Prior research in the region has mainly focused on flora and reptiles, revealing a dominant unimodal pattern. One previous study in the Nepal Himalayas discovered that bird species richness declined with increasing elevation. However, two descriptive studies from the central Himalayas in China showed hump-shaped richness patterns of overall bird species. Other studies have found that bird species richness along an eastern Himalaya gradient peaked at mid-elevations, and a study of songbirds in the eastern Himalayas showed a hump-shaped elevational richness pattern that was explained by resource availability. One study of birds in the western Himalayas showed a hump-shaped elevational richness pattern and a significant correlation between species richness and vegetation structure. The mechanisms underlying elevational patterns may vary even among gradients with similar biogeographic histories and fauna. Thus, new, well-designed elevational studies and integrative analyses of biodiversity along central Himalaya gradients in China are important for understanding these complex patterns and their underlying mechanisms, and for the management and conservation of biodiversity.
This study aims to record the patterns of elevational species richness of birds by analyzing data gathered from a field survey conducted in the Gyirong Valley, situated on the southern slope of the central Himalayas in China. Furthermore, the study intends to determine how well two spatial factors (area and MDE) and four environmental factors (MAT, MAP, NDVI, and HH) can account for the observed elevational patterns in bird species richness.
Materials and Methods
Study area
The Gyirong Valley, depicted in Figure 1, is the longest of the five canyons in the Mount Qomolangma National Nature Reserve, and it is characterized by a transitional zone between the Oriental and Palearctic regions. This valley has a diverse range of geological formations, varied geomorphic types, and abundant biodiversity, spanning from 1,680 to 5,770 meters above sea level. Its total area measures 2,612 km2. This valley falls within the subtropical monsoon climate zone and is influenced by warm, moist air from the Indian Ocean, leading to distinct wet and dry seasons. The rainy season lasts from May to October, with the majority of rainfall occurring between July and September, while the dry season extends from November to April.

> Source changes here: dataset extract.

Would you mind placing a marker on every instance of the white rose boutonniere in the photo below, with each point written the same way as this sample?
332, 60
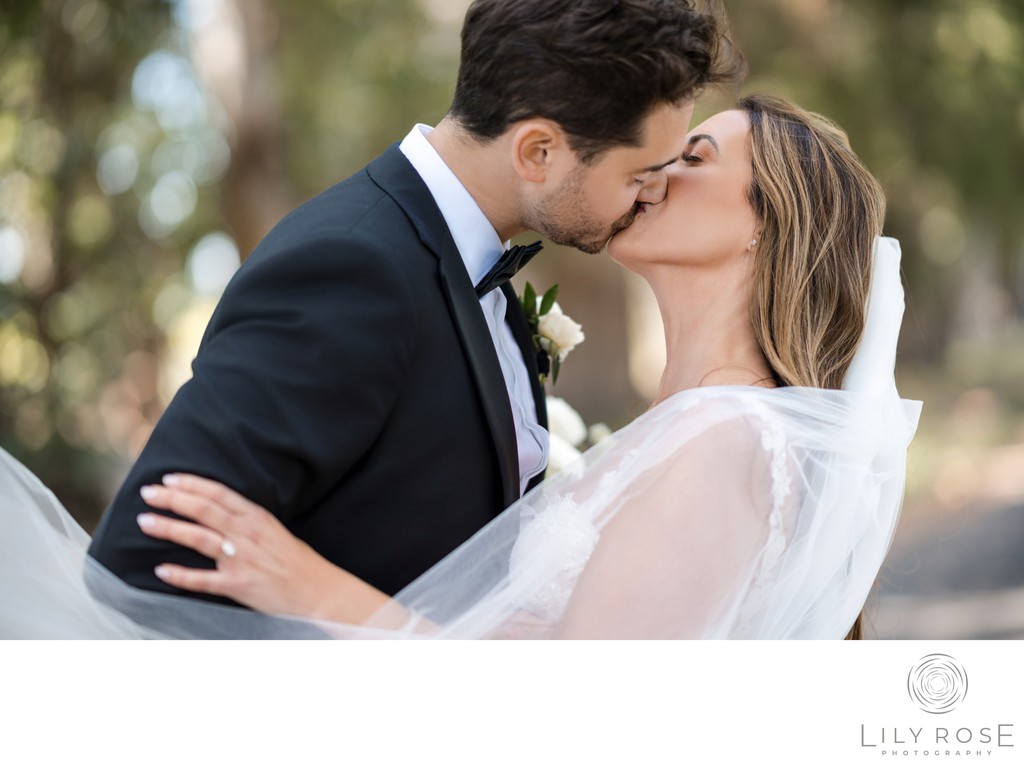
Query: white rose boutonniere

Figure 1: Location of the study area.
The research area consists of 12 elevation bands, with each band having a midpoint assigned a number from 1 to 12. These midpoints are distributed along transect lines in each band, with band 1 being the lowest and band 12 being the highest.

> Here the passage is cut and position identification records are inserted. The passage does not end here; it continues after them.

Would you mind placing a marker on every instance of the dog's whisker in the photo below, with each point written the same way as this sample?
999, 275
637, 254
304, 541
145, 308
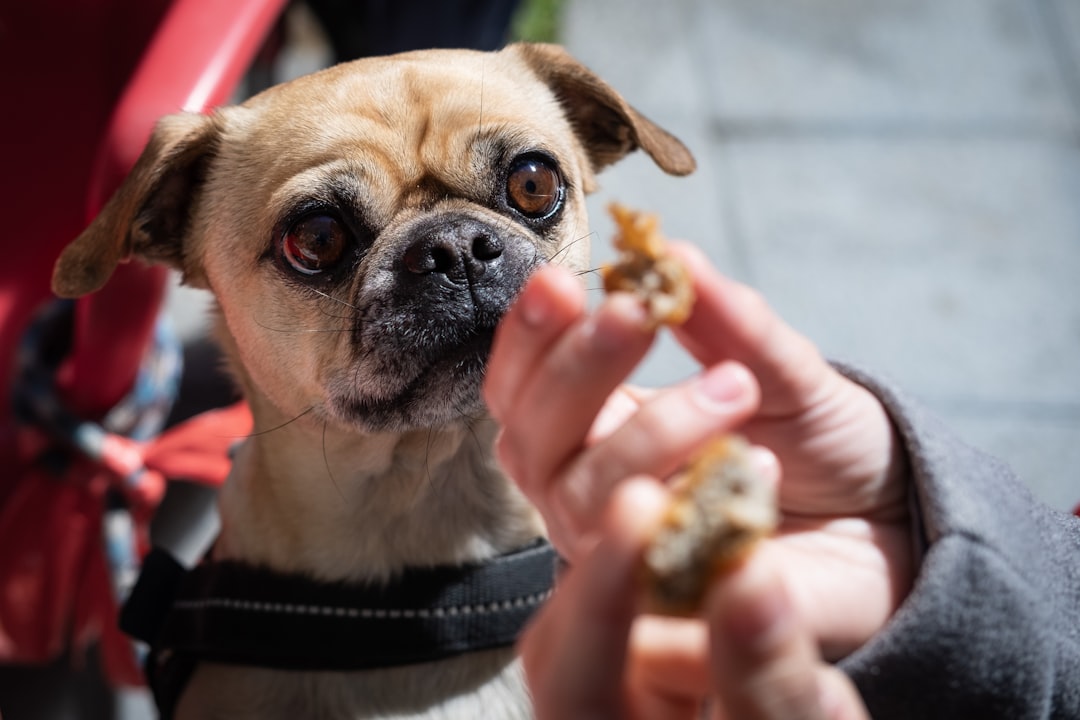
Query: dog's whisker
334, 299
326, 462
566, 248
305, 330
284, 424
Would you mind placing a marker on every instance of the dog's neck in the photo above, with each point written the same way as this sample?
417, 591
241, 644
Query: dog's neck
307, 497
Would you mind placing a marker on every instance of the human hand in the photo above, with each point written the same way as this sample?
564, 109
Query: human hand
589, 654
571, 433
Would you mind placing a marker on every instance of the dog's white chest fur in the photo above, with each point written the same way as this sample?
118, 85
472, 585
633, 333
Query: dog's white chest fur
486, 684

The elevational gradient in the study area is characterized by the presence of five distinct vegetation zones, which have been previously identified (Feng, Cai & Zheng, 1986; The Comprehensive Scientific Expedition to Qinghai-Xizang Plateau, Chinese Academy of Sciences, 1988): evergreen broadleaf forest (1,700–2,500 m asl), coniferous and broadleaf mixed forest (2,500–3,300 m asl), dark coniferous forest (3,300–3,900 m asl), shrub and grass (3,900–4,700 m asl) and alpine tundra with sparse grass (4,700–5,500 m asl).
Bird surveys
Prior to conducting field surveys, we obtained research permits from the Mount Qomolangma National Nature Reserve. No birds were captured during the survey period, and field surveys were conducted between elevations of 1,800 to 5,400 m asl due to geographic limitations. The study area was divided into 12 elevational bands of 300 m, and each band was surveyed with three transect lines covering all habitat types. The length of transect lines varied from 2,000 to 3,000 m. To prevent biased sampling from affecting species richness patterns, we limited the total length of all transect lines in each band to 7.5 km to ensure even sampling effort across the gradient.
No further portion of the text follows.